Nie jest prawdą, aby w śledztwie dotyczącym nieprawidłowości ws. prywatyzacji Ciechu istniała konieczność przesłuchania w charakterze świadka premiera Mateusza Morawieckiego – oświadczyła w piątek katowicka prokuratura, domagając się sprostowania tej informacji.

CBA zatrzymało w poniedziałek sześć osób, podejrzanych o niedopełnienie obowiązków i przekroczenie uprawnień oraz poświadczenie nieprawdy w dokumentach przy prywatyzacji Ciechu. Są wśród nich b. urzędnicy z resortu skarbu.

Rzecznik Prokuratury Regionalnej w Katowicach Waldemar Łubniewski w komunikacie przesłanym w piątek PAP poinformował, że prokuratura skierowała do portalu Onet.pl „wniosek o natychmiastowe usunięcie i pilne sprostowanie nieprawdziwych informacji zawartych w artykule +Morawiecki może stanąć przed prokuratorem. Czy Ziobro gra z szefem rządu?+”, opublikowanym przez Onet.pl w czwartek.

„Nieprawdą jest, aby w śledztwie dotyczącym nieprawidłowości w prywatyzacji spółki Ciech S.A., istniała konieczność dowodowa przesłuchania w charakterze świadka Prezesa Rady Ministrów - Mateusza Morawieckiego” - napisał prok. Łubniewski.

Prokuratura odnosi się też w komunikacie do zawartych w artykule Onetu twierdzeń, że prace prokuratury w sprawie Ciechu „ruszyły właśnie teraz” oraz zamieszczonego w tym tekście cytatu z posła Krzysztofa Brejzy z PO, który wyraził opinię, że istnieje prawdopodobieństwo „szczypnięcia pana premiera”.

„Nieprawdą jest, aby prace prokuratury ws. prywatyzacji Ciech-u przyspieszyły właśnie teraz, albowiem śledztwo dotyczące nieprawidłowości w prywatyzacji spółki Ciech S.A. jest prowadzone od 1 kwietnia 2015 roku i na bieżąco były w nim wykonywane intensywne czynności dowodowe” - odpowiada Łubniewski.

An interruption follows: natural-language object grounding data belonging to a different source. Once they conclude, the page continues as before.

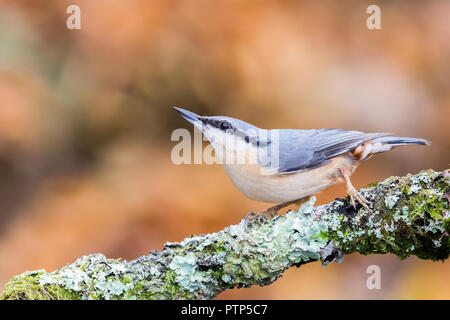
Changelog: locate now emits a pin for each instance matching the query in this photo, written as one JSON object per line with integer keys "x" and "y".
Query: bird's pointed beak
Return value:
{"x": 189, "y": 116}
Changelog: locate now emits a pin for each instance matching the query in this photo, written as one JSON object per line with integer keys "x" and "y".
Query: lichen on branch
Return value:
{"x": 410, "y": 217}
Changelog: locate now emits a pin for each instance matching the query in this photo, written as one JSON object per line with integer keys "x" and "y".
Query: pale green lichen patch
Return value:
{"x": 410, "y": 216}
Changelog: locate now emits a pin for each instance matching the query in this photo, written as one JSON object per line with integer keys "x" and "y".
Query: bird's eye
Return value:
{"x": 224, "y": 125}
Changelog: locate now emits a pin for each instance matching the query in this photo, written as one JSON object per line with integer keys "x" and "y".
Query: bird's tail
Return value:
{"x": 383, "y": 144}
{"x": 400, "y": 141}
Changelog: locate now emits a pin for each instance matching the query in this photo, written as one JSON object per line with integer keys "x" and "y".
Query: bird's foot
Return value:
{"x": 354, "y": 194}
{"x": 259, "y": 216}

Prokurator dodał, że do zatrzymań doszło 12 lutego, „gdyż materiał dowodowy zgromadzony w tym postępowaniu dał podstawy do przedstawienia i ogłoszenia im zarzutów dotyczących popełnienia szeregu przestępstw z art. 231 § 1 i 2 k.k. i in.”

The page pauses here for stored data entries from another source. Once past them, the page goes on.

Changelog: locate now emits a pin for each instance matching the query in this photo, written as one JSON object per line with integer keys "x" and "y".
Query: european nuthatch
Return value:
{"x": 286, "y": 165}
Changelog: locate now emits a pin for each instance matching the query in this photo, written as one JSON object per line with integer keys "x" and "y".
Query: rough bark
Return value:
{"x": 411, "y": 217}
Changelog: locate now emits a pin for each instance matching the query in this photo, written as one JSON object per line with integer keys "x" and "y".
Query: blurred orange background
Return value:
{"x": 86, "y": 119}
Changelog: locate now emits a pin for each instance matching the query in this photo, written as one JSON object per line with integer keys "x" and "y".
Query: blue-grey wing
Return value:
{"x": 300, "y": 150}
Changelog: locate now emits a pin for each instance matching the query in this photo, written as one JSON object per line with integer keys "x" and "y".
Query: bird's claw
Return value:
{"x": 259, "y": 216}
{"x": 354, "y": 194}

Onet napisał m.in., że 27 lutego podczas walnego zgromadzenia akcjonariuszy PZU, nad którym kontrolę ma premier, zostaną dokonane zmiany w Radzie Nadzorczej. Ta może z kolei odwołać prezesa i cały zarząd. „Obecnie prezesem jest Paweł Surówka, uznawany za człowieka z nadania ministra sprawiedliwości Zbigniewa Ziobry, który toczył boje o PZU z Morawieckim jeszcze wtedy, gdy ten był wicepremierem” - napisał Onet.

„Niewątpliwie istnieje prawdopodobieństwo, że jest to próba takie (pisownia oryginalna – PAP) szczypnięcia pana premiera - uważaj, co robisz z tymi zmianami w PZU, bo to się różnie może skończyć” - powiedział cytowany w portalu poseł Brejza.

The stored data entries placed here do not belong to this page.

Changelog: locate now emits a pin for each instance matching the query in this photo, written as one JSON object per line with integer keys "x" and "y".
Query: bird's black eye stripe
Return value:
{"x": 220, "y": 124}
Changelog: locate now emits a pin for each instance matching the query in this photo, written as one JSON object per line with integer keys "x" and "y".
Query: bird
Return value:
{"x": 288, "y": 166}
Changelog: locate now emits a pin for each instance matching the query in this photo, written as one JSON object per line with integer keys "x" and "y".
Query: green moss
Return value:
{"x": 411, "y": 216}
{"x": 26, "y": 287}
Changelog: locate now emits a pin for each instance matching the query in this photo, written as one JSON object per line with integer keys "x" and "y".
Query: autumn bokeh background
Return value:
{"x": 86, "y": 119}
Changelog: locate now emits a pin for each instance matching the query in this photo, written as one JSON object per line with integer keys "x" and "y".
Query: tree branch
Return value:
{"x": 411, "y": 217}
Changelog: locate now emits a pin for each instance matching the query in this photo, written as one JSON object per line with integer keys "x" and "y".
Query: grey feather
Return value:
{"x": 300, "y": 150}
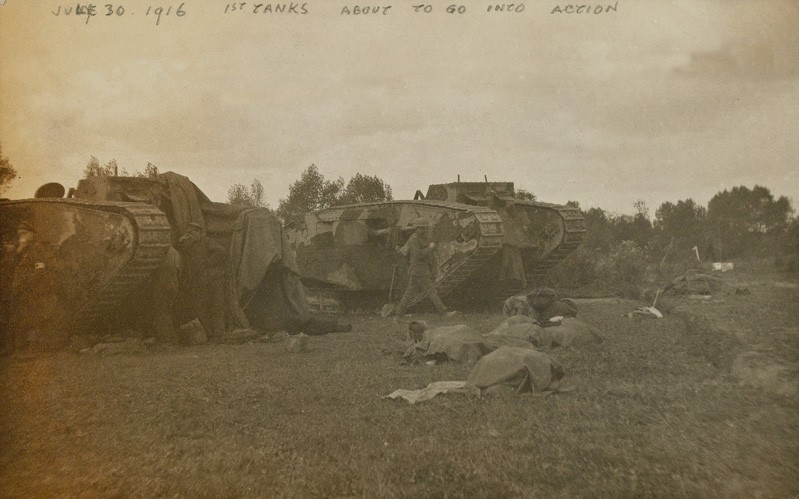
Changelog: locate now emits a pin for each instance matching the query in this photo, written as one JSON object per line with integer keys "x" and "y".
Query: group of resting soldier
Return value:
{"x": 541, "y": 304}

Centralne Biuro Antykorupcyjne zatrzymało w poniedziałek w sprawie Ciechu sześć osób. To czterej byli urzędnicy MSP z czasów rządów PO-PSL: Paweł T. - podsekretarz stanu, Tomasz Z. - zastępca dyrektora Departamentu Przekształceń Własnościowych i Prywatyzacji, Jakub W. - główny specjalista w Departamencie Przekształceń Własnościowych i Prywatyzacji i Michał M. - radca ministra w Departamencie Analiz. Zatrzymani zostali też przedstawiciele spółki doradczej ING Securities SA: członek zarządu Konrad Z. i zastępca dyrektora Działu Doradztwa – Paweł L.

Czterem byłym urzędnikom MSP prokuratura ogłosiła zarzuty dotyczące niedopełnienia obowiązków i przekroczenia uprawnień. Dwóch byłych urzędników podejrzanych jest dodatkowo o poświadczenia nieprawdy w dokumentach. Zatrzymanym przedstawicielom spółki doradczej ING Securities SA prokurator zarzucił zaś pomoc w niedopełnieniu obowiązków i przekroczeniu uprawnień przez urzędników MSP. Po przesłuchaniach prokuratura skierowała do sądu wnioski o aresztowanie Pawła T. i Tomasza Z. Sąd się na to nie zgodził. Prokuratura zapowiedziała zażalenie na tę decyzję.

Zdaniem prokuratury, przy sprzedaży akcji Ciechu nie sporządzono rzetelnie wyceny wartości akcji oraz poświadczono nieprawdę w dokumentach, które były podstawą do podjęcia przez Ministra Skarbu Państwa decyzji o sprzedaży akcji spółce KI Chemistry z grupy Kulczyk Investments.